"Onları kırmak için kurallar var." Bu formülasyonu ortaya çıkaran kişi, muhtemel ceza hakkında açık bir fikir vermedi. İdari sorumluluk, her şeyden önce, yasal sorumluluktur. İdari hukuk normlarının ihlali, uygun cezalandırmayı gerektirir.

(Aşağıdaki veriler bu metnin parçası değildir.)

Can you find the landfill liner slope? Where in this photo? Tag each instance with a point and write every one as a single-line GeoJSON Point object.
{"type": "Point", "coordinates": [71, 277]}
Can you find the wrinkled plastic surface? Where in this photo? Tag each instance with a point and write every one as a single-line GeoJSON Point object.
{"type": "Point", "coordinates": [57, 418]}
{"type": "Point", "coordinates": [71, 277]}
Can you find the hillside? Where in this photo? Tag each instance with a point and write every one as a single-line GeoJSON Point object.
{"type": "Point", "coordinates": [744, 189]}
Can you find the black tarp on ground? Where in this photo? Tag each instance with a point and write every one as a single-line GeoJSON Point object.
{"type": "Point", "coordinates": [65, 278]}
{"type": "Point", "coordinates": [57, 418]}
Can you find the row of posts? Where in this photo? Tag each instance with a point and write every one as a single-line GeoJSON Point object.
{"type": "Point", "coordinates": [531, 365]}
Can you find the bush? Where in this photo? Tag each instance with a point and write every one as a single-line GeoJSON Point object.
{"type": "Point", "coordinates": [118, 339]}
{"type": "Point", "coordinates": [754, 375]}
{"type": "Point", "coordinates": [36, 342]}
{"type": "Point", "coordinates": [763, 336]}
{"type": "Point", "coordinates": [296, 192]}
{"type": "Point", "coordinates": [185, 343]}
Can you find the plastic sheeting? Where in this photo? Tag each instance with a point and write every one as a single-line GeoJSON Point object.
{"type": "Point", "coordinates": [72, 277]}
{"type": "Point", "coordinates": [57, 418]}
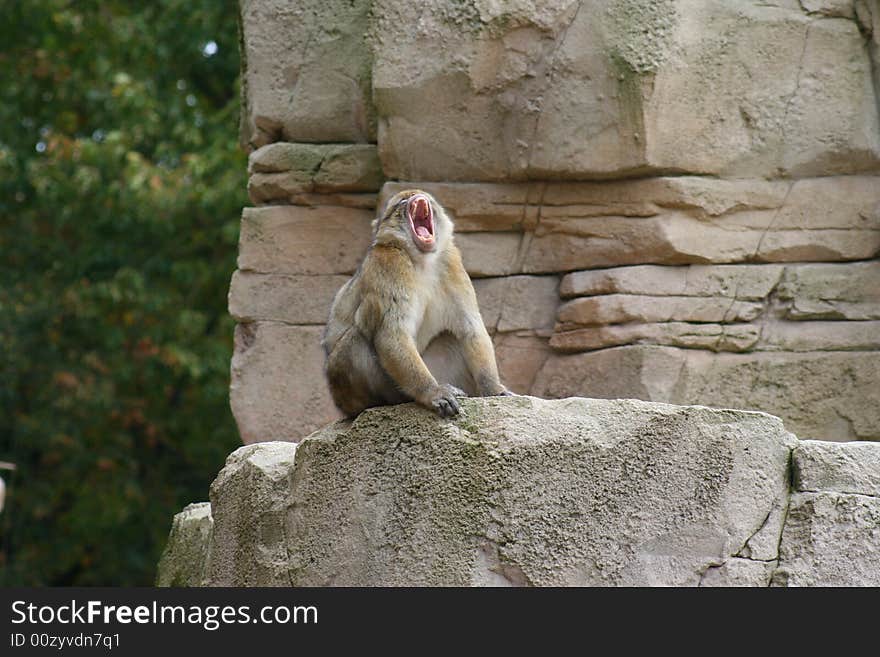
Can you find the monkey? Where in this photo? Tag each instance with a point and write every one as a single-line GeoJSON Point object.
{"type": "Point", "coordinates": [406, 326]}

Yasal olanla aynı özelliklere sahip olmakla birlikte, cezai sorumluluğun aksine idari olan, yaptırımların ciddiyeti ve şiddeti ile karakterize değildir. Bu durumda da, hiçbir yasal sonuç ve mahkumiyet yoktur. Düzene getirmenin daha yumuşak bir niteliği ile karakterizedir.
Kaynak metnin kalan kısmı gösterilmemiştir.